11.1. Haftungsbescheid (§ 224 Abs. 1 BAO)
Eine Besicherung von Abgabenansprüchen kann gesetzlich in folgenden Formen vorgesehen sein:- Gesamtschuldverhältnis kraft Gesetzes
- Persönliche Haftung
- Sachhaftung
Um die Einbringung der Klage ist die Finanzprokuratur zu ersuchen.
11.2. Sondervorschriften (§ 224 Abs. 2 BAO)
Abgabenvorschriften, die vom § 224 Abs. 1 zweiter Satz BAO abweichende Regelungen über die Fälligkeit von Haftungsschulden treffen, sind als speziellere Vorschriften in ihrem Anwendungsbereich stärker als die Regelungen des § 224 BAO. Wer Abgaben einzubehalten und abzuführen hat und hiefür haftet, ist verpflichtet, zu den gesetzlich festgelegten Terminen die Abgaben zu entrichten, ohne dass es eines Haftungsbescheides bedarf.
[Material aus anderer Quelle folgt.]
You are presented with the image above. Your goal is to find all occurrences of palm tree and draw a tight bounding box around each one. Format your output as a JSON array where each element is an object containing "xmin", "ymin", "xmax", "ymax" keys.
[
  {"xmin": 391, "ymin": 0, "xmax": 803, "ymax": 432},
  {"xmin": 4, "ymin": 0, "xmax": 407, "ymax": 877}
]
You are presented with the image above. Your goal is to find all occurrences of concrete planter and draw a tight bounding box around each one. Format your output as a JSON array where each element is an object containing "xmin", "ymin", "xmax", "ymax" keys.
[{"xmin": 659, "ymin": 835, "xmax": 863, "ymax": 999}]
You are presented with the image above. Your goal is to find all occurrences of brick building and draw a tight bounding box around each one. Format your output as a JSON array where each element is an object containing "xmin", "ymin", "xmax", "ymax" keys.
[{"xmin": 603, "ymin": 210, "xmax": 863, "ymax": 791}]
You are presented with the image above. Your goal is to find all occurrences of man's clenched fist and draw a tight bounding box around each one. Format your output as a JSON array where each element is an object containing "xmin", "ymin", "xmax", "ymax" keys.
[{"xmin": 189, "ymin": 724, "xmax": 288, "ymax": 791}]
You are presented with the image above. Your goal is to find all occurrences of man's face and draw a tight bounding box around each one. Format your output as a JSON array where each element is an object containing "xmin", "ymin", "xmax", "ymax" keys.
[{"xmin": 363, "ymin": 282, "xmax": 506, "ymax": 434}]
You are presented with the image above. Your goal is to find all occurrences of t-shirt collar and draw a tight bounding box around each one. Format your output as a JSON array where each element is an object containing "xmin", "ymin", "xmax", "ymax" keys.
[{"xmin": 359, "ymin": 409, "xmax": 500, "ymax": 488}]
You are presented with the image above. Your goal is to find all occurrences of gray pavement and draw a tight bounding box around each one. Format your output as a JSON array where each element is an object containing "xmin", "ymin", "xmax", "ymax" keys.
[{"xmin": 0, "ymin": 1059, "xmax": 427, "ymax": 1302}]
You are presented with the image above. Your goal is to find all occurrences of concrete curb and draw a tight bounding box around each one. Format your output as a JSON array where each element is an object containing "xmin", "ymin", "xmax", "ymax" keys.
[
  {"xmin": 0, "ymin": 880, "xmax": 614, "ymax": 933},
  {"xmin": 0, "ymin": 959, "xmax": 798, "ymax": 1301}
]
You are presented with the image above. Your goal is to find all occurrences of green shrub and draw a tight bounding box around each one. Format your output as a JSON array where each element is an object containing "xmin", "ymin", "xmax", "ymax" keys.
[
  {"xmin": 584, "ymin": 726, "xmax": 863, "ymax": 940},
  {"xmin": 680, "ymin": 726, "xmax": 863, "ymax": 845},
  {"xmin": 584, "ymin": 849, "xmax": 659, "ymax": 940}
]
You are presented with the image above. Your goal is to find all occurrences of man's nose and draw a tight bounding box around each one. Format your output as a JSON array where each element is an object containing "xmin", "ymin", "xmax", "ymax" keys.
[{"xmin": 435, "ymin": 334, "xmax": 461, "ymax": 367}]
Ergibt sich später, dass die vom Abfuhrpflichtigen abgeführten Abgaben zu gering waren, so ist im Haftungsbescheid keine neue Fälligkeit zu setzen (zB Abfuhrdifferenzen betreffend Lohnsteuer im Fall der Inanspruchnahme des Arbeitgebers mit Haftungsbescheid). Ergibt sich somit die Fälligkeit aus einer gesetzlichen Vorschrift, so löst ein Haftungsbescheid keine neue Fälligkeit aus (siehe auch Rz 40).Beispiele:
Lohnsteuer, Kapitalertragsteuer, im Abzugsweg zu erhebende Einkommensteuer beschränkt Abgabepflichtiger gemäß § 99 EStG 1988.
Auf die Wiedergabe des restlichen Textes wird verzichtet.